A downside of emotional contagion comes when we take on a toxic state simply by being around the wrong person at the wrong time. I was an unwitting victim of that security guard's fury. Like secondhand smoke, the leakage of emotions can make a bystander an innocent casualty of someone else's toxic state.
In moments like mine with that guard, as we confront someone's anger, our brain automatically scans to see if it signals some further danger. The resulting hypervigilance is driven largely by the amygdala, an almond-shaped area in the midbrain that triggers the fight, flight, or freeze response to danger. Of the entire range of feeling, fear most powerfully arouses the amygdala.
When it is driven by alarm, the amygdala's extensive circuitry commandeers key points throughout the brain, shepherding our thoughts, attention, and perception toward whatever has made us afraid. We instinctively become more attentive to the faces of the people around us, searching for smiles or frowns that give us a better sense of how to interpret signs of danger or that might signal someone's intentions.

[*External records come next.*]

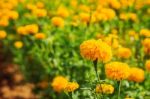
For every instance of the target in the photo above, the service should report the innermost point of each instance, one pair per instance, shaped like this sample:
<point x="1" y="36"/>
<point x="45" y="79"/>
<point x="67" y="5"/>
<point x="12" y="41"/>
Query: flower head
<point x="117" y="70"/>
<point x="136" y="74"/>
<point x="96" y="49"/>
<point x="147" y="65"/>
<point x="58" y="21"/>
<point x="104" y="88"/>
<point x="3" y="34"/>
<point x="71" y="86"/>
<point x="18" y="44"/>
<point x="59" y="83"/>
<point x="124" y="52"/>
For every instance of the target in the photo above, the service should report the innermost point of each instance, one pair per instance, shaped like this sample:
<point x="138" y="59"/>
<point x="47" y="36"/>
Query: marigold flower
<point x="39" y="12"/>
<point x="124" y="52"/>
<point x="146" y="44"/>
<point x="136" y="74"/>
<point x="40" y="36"/>
<point x="145" y="32"/>
<point x="32" y="28"/>
<point x="4" y="21"/>
<point x="59" y="83"/>
<point x="18" y="44"/>
<point x="96" y="49"/>
<point x="3" y="34"/>
<point x="117" y="70"/>
<point x="63" y="12"/>
<point x="147" y="65"/>
<point x="104" y="88"/>
<point x="13" y="15"/>
<point x="58" y="21"/>
<point x="21" y="30"/>
<point x="71" y="86"/>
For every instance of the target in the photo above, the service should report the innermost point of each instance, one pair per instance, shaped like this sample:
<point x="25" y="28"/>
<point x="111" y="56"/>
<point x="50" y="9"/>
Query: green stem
<point x="119" y="90"/>
<point x="96" y="72"/>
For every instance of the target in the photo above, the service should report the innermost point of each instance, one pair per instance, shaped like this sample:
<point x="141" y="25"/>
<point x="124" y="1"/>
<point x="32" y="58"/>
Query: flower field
<point x="78" y="49"/>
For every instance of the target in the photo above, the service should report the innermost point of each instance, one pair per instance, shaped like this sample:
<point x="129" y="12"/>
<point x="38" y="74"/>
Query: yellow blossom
<point x="136" y="74"/>
<point x="58" y="21"/>
<point x="71" y="86"/>
<point x="96" y="49"/>
<point x="117" y="70"/>
<point x="104" y="88"/>
<point x="3" y="34"/>
<point x="59" y="83"/>
<point x="18" y="44"/>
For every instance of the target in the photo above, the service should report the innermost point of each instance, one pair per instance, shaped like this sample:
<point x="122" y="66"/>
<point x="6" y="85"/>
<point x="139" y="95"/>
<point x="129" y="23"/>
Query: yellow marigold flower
<point x="136" y="74"/>
<point x="32" y="28"/>
<point x="21" y="30"/>
<point x="96" y="49"/>
<point x="117" y="70"/>
<point x="145" y="32"/>
<point x="3" y="34"/>
<point x="63" y="12"/>
<point x="58" y="21"/>
<point x="31" y="7"/>
<point x="71" y="86"/>
<point x="43" y="84"/>
<point x="123" y="16"/>
<point x="4" y="21"/>
<point x="115" y="4"/>
<point x="146" y="44"/>
<point x="18" y="44"/>
<point x="147" y="65"/>
<point x="40" y="36"/>
<point x="104" y="88"/>
<point x="59" y="83"/>
<point x="124" y="52"/>
<point x="133" y="17"/>
<point x="39" y="12"/>
<point x="40" y="5"/>
<point x="85" y="17"/>
<point x="13" y="15"/>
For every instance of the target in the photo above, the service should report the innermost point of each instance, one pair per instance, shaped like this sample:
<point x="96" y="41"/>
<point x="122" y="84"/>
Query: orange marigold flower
<point x="40" y="36"/>
<point x="96" y="49"/>
<point x="145" y="32"/>
<point x="71" y="86"/>
<point x="104" y="88"/>
<point x="136" y="74"/>
<point x="18" y="44"/>
<point x="147" y="65"/>
<point x="124" y="52"/>
<point x="3" y="34"/>
<point x="32" y="28"/>
<point x="146" y="44"/>
<point x="59" y="83"/>
<point x="58" y="21"/>
<point x="117" y="70"/>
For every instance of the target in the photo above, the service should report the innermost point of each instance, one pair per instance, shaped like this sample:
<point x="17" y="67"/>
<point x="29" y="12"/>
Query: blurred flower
<point x="145" y="32"/>
<point x="117" y="70"/>
<point x="147" y="65"/>
<point x="59" y="83"/>
<point x="3" y="34"/>
<point x="71" y="86"/>
<point x="58" y="21"/>
<point x="18" y="44"/>
<point x="146" y="44"/>
<point x="40" y="36"/>
<point x="63" y="12"/>
<point x="136" y="74"/>
<point x="104" y="88"/>
<point x="123" y="52"/>
<point x="96" y="49"/>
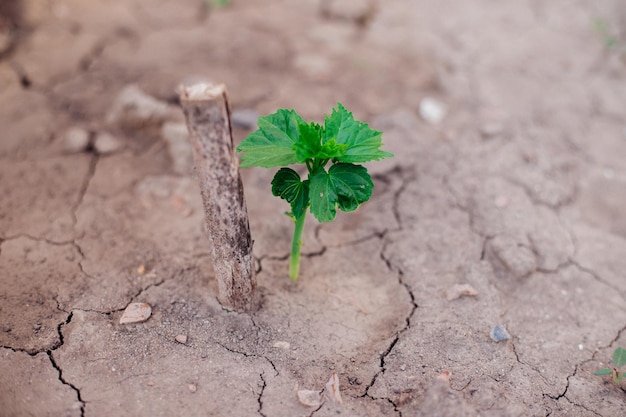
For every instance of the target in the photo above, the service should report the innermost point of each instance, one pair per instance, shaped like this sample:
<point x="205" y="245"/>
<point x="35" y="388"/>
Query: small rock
<point x="309" y="398"/>
<point x="444" y="376"/>
<point x="460" y="290"/>
<point x="106" y="144"/>
<point x="332" y="389"/>
<point x="136" y="313"/>
<point x="499" y="333"/>
<point x="176" y="136"/>
<point x="75" y="140"/>
<point x="489" y="130"/>
<point x="244" y="118"/>
<point x="352" y="380"/>
<point x="432" y="111"/>
<point x="281" y="345"/>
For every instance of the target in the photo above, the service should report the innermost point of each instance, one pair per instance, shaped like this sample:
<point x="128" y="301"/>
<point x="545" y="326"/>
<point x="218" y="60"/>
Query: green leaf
<point x="310" y="141"/>
<point x="352" y="184"/>
<point x="310" y="145"/>
<point x="323" y="197"/>
<point x="362" y="142"/>
<point x="619" y="357"/>
<point x="344" y="186"/>
<point x="272" y="144"/>
<point x="287" y="185"/>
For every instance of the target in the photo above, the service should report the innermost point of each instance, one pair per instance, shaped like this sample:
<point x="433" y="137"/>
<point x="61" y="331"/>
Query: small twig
<point x="226" y="217"/>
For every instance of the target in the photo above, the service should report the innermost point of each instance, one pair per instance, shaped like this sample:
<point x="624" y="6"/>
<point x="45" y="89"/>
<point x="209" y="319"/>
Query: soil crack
<point x="260" y="397"/>
<point x="56" y="366"/>
<point x="407" y="325"/>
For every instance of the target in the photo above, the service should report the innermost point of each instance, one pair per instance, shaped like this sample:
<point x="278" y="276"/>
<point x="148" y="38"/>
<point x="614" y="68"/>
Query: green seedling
<point x="619" y="360"/>
<point x="285" y="138"/>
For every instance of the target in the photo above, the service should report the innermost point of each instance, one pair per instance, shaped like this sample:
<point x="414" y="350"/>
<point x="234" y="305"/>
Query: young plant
<point x="285" y="138"/>
<point x="619" y="360"/>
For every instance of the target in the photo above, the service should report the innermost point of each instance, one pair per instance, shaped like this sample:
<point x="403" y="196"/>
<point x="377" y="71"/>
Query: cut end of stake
<point x="201" y="91"/>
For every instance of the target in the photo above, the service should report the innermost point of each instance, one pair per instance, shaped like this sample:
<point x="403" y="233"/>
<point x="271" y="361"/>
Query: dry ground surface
<point x="519" y="193"/>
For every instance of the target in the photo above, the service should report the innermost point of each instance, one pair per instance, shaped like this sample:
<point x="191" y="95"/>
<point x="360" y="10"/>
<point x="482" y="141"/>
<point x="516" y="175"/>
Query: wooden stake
<point x="226" y="217"/>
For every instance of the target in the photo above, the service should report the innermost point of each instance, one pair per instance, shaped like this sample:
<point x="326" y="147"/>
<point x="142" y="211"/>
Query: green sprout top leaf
<point x="619" y="360"/>
<point x="619" y="357"/>
<point x="285" y="138"/>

This increased amygdala-driven vigilance heightens our alertness to emotional cues in other people. That intensified focus in turn more powerfully evokes their feelings in us, lubricating contagion. And so our moments of apprehension increase our susceptibility to another person's emotions.
More generally, the amygdala acts as a radar for the brain, calling attention to whatever might be new, puzzling, or important to learn more about. The amygdala operates the brain's early warning system, scanning everything that happens, ever vigilant for emotionally salient events–especially for potential threats. While the amygdala's role as a sentinel and trigger for distress is old news to neuroscience, its social role, as part of the brain's system for emotional contagion, has been revealed only recently.
THE LOW ROAD: CONTAGION CENTRAL
A man doctors call Patient X had suffered two strokes that destroyed the connections between his eyes and the rest of the brain's system for sight in the visual cortex. Though his eyes could take in signals, his brain could not decipher them, nor even register their arrival. Patient X was completely blind–or so it seemed.
On tests where Patient X was presented with various shapes like circles and squares, or photos of faces of men and women, he hadn't a clue what his eyes were gazing at. Yet when he was shown pictures of people with angry or happy faces, he suddenly was able to guess the emotions expressed, at a rate far better than chance. But how?